New digs, new approach in medical education
While settling in at Gonzaga, UW med school employs streamlined curriculumSeptember 8th, 2016
A new venue for University of Washington School of Medicine students in Spokane comes with a new approach to training future physicians.
At the University of Washington’s School of Medicine program on the Gonzaga University campus, gone are the days of long and arduous hours spent in class during those first two years of medical school. They’ve been replaced with more hands-on learning.
“We’re starting our second year with the new curriculum, and I’m super excited about it,” says Boise-based Dr. Suzanne Allen, the vice dean for academic, rural, and regional affairs at the UW School of Medicine.
Gonzaga is the University of Washington’s newest academic partner and became an affiliate in the Washington, Wyoming, Alaska, Montana, Idaho (WWAMI) regional medical education program in February.
Last year, UW’s med school introduced a new curriculum where students started learning clinical skills and patient care in their first year, Allen says.
With the new curriculum in place, classroom time has been reduced to four hours a day for four days a week. Typically, first-year and second-year med students spend at least eight hours a day for five days a week in class.
Now, time previously spent in lectures has been rerouted to clinical work and other active hands-on learning approaches, Allen says.
The first two years of medical school classes have been shortened to 18 months from 24 months. Allen says students are expected to continue their research and devote more time to determining the area of practice they ultimately want to pursue for the final six months of their second year.
“I’m actually a little bit jealous of their med school training,” says Allen, who also maintains a practice in Boise and sees patients at least one day a week.
This month marks the first time that UW medical students have taken courses on Gonzaga’s campus under a joint agreement. Sixty first-year medical students joined 40 second-year students to start the 2016-17 academic year.
For decades, UW taught medical students in Eastern Washington with Washington State University as its WWAMI partner.

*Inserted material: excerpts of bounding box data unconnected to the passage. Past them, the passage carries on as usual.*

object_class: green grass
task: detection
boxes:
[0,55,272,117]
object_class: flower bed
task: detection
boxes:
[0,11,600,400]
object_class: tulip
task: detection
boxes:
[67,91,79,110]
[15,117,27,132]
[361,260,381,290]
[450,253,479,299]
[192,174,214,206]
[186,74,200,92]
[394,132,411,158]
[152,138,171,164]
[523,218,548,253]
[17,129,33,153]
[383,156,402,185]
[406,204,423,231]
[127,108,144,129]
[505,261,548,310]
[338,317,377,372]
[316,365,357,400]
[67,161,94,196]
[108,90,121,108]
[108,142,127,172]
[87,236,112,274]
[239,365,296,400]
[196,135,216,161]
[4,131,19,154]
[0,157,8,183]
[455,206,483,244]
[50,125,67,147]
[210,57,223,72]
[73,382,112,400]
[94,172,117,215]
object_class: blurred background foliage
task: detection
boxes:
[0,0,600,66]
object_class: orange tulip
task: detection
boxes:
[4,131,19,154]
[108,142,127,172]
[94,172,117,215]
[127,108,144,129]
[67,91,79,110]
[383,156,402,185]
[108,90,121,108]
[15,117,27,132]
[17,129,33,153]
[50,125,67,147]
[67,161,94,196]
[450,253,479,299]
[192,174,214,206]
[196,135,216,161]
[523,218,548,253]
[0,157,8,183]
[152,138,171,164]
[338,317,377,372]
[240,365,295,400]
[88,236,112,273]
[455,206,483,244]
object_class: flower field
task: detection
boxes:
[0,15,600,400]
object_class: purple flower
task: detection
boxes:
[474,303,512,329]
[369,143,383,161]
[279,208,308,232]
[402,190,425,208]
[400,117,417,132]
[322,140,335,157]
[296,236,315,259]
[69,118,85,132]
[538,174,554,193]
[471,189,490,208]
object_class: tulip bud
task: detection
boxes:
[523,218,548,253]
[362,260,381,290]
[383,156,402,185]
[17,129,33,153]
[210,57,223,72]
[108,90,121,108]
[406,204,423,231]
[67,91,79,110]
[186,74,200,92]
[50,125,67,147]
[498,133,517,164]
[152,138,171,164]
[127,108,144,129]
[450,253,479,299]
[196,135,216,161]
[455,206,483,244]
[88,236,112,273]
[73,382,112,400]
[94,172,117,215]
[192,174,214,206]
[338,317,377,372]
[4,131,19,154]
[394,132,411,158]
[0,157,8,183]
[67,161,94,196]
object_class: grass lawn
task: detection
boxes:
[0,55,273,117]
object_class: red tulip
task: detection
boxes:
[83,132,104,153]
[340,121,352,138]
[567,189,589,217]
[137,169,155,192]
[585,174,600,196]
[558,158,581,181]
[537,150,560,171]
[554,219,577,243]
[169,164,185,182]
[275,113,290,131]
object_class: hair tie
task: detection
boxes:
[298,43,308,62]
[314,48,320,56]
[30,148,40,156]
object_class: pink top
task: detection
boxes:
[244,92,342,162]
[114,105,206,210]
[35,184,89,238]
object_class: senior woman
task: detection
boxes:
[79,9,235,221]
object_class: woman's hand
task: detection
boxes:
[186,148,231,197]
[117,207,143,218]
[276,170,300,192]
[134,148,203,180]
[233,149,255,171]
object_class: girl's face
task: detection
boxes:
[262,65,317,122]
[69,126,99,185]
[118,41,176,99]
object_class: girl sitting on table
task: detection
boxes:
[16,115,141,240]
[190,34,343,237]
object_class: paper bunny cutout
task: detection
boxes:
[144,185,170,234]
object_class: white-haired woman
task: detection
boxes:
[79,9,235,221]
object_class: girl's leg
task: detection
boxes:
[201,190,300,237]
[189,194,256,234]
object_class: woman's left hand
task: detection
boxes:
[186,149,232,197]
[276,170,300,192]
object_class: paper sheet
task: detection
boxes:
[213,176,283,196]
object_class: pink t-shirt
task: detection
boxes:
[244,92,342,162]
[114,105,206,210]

UW ended its relationship with WSU, however, after the Pullman-based university committed to opening its own medical school in Spokane.
The American Medical Association selected the UW medical school to be part of its Accelerating Change in Medical Education Consortium, a group of 32 medical schools the AMA says it believes are equipped to handle rapid changes in medicine and health care.
The medical schools each received $75,000 over a three-period to advance the AMA’s work aimed at transforming undergraduate medical education to align itself better with the 21st century health care system, the AMA said in a press release announcing the schools that were selected.
Through a competitive grant process, the schools were chosen from among 170 eligible U.S. medical schools by a national advisory panel that sought proposals that would significantly redesign medical education.
“Practicing is very different today,” Allen says. “This generation of doctors truly has to be life-long learners because changes in medicine and technology are more accelerated than ever before.”
Allen says her patients are more tech savvy and conscientious about their health.
“This group of med school students will come to the end of their careers in 2050. It sounds like a long way away, but it really isn’t. What is medicine even going to look like then?” Allen says.
At Gonzaga, work crews updated Schoenberg Center, which houses the UW med school training. The marketing and branding of the program is still a work in progress, says Dr. William Sayres, the Spokane-based assistant dean at the UW School of Medicine.
Sayres is one of five assistant deans assigned to five different first-year med school regional sites through the UW School of Medicine.
The partnership between the two schools has been referred to most commonly as the UW-GU Regional Health Partnership, says Sayres, who is also a family physician here at Group Health Cooperative.
Roughly 40 primary-care physicians in Spokane have volunteered to mentor medical students. As of last August, most medical students had been assigned to a Spokane-area facility to begin their clinical work and observations, Allen says.
She says she’s particularly excited about the outpatient clinic work that will be offered in the new curriculum.
“We—and when I say we, I mean med schools in general—don’t always do a great job of making doctors feel comfortable in an outpatient clinical setting,” Allen says. “Being in the outpatient clinics more now gives students a better opportunity to develop a rapport with patients.”
The University of Washington, in the early 1970s, formed the original WAMI states—Wyoming didn’t join until 1996—to help stem the shortage of primary-care physicians, particularly in rural areas.
The program has been recognized by the Association of American Medical Colleges with the Outstanding Community Service Award, and has been identified by U.S. News & World Report for the past 23 years as one of the nation’s top medical schools for training in primary-care, family medicine and rural medicine.